RedState: Do you think the administration might be able to make a push forward on a national school choice initiative?Interesting indeed.
Secretary Spellings: Well, I'll tell you what Erick, what we're seeing as No Child Left Behind has matured is kind of a trajectory of accountability. Accountability is really meaningless if there are not real consequences attached to it and we've said to the schools "these are our expectations and we're going to have some measurements and then when you don't meet those requirements or those standards some things are going to have to happen."
In No Child Left Behind now, already parents and families have the opportunity to transfer to better performing public schools or get some extra help through tutoring or summer schools, but there will come a time in year five or six when we have these chronically underperforming schools, of which today we have about 2000 in our country, and that number will go up some next year, where we have to be real with ourselves and say we're not going to trap kids in failing schools which have been so for six years and what ought to happen. The President believes they ought to have some options including private school choice opportunities. So I think that is going to be part of the discussion we will have next year.
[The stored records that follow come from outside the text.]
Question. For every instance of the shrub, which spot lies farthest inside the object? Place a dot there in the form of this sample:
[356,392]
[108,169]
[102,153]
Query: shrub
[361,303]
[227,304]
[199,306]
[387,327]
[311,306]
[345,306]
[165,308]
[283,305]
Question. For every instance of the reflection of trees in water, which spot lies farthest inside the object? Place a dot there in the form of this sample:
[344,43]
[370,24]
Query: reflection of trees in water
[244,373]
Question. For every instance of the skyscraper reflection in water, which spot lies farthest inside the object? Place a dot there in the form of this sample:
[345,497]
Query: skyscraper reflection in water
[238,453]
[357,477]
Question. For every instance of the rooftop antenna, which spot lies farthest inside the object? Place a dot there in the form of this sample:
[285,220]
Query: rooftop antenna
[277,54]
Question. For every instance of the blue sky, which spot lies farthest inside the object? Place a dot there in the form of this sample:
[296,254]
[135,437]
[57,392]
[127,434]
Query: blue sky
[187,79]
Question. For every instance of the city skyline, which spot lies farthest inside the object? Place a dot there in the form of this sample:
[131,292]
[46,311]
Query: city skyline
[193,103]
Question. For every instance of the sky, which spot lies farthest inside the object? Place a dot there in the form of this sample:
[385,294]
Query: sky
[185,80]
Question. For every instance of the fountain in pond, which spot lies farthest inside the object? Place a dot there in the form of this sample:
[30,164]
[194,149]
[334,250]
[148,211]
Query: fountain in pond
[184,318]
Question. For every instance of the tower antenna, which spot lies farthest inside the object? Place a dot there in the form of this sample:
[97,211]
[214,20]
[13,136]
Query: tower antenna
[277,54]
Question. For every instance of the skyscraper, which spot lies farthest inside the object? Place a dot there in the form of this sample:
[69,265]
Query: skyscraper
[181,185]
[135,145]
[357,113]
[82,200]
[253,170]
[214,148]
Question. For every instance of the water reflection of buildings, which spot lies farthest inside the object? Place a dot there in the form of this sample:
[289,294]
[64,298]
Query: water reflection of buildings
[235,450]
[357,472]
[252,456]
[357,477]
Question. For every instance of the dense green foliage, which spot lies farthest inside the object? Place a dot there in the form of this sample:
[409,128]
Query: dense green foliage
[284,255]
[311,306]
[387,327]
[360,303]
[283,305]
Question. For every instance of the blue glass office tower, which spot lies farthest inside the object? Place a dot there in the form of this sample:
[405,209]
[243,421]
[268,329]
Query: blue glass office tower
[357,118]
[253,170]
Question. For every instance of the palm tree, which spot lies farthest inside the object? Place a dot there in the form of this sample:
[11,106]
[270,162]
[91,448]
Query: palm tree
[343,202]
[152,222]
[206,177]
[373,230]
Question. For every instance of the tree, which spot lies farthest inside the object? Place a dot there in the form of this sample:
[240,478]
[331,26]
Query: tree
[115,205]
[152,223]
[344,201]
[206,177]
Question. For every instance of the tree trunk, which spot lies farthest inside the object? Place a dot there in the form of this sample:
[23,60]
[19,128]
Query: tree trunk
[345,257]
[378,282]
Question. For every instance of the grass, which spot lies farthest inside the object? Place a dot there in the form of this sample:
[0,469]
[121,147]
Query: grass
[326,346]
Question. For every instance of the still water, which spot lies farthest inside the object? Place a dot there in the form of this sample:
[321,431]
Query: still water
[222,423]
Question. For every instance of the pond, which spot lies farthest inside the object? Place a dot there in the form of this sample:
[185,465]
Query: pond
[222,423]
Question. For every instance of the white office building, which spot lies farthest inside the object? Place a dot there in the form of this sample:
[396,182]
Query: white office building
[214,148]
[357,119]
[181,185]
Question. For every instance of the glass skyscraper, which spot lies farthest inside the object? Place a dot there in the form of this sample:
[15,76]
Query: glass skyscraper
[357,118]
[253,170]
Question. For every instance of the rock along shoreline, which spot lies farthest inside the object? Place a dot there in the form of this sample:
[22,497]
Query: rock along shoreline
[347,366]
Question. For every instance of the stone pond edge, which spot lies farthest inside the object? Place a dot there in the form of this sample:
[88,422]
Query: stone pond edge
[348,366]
I think we have the moral high ground in that regard because it isn't like after six years of trying and a real understanding of what the issues are in schools, something else has to start happening.
Accountability has become the watchword in education today. Unfortunately, political pressure, or perhaps even bad management, has led Spelllings to back on on the enforcement of some matters, but the language on school policy has shifted from how much money are we spending, are we spending enough, to what are we getting for the money we spend. This cannot help but move the school reform process forward.